Forman resigned his commission in November 1777 because of differences with the legislature. He was later attached to Major-General Charles Lee’s staff by Washington’s order, presumably because of his knowledge of the region.
Lee petulantly refused his aid, and following the battle of Monmouth (June 1778), Forman joined the other officers in testifying against Lee at the court martial. Throughout the remainder of the war he busied himself with the suppression of the pine robbers and armed Loyalist refugees of the Jersey coast. His harsh treatment of the disaffected, characterized by inhumanity, earned for him a reputation for brutality in a vicious partisan warfare. He also kept Washington informed of the movements of British vessels off the adjacent coast (1780 - 82).

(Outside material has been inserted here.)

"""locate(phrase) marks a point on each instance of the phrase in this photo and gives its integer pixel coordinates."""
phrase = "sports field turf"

In the spring of 1782 the “Honorable Board of Associated Loyalists” in New York sent an expedition against a Continental post on Toms River commanded by Capt. Joshua Huddy. Huddy was captured, taken to New York, and hanged.
Forman repaired to Washington’s headquarters to demand retaliation. Washington wrote to the British commander-in-chief demanding that those guilty be delivered to the Americans. Sir Henry Clinton ordered a court martial for their trial, but complained of American cruelty in New Jersey, especially in Monmouth County, where Forman, called by the Loyalists “Devil David, ” had been actively persecuting the King’s loyal subjects “with all the vindictiveness of his strong nature. ”

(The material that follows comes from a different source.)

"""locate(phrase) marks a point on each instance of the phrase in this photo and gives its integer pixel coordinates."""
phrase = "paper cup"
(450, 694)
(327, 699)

Washington warned Governor William Livingston (May 6, 1782) that he would yield to the British all Jersey militia committing acts contrary to the laws of war. After the war Forman was judge of the court of common pleas for Monmouth County.
In 1794 he moved to Chestertown, Kent County, Maryland, and later visited Natchez, where he owned a large estate. Attacked by apoplexy while there, he recovered somewhat, and sailed from New Orleans for New York.
The vessel was captured by a British privateer in the Gulf and taken to the Bahamas, during which voyage Forman died.
Achievements
Connections
On February 28, t767, he married Ann Marsh, by whom he had eleven children.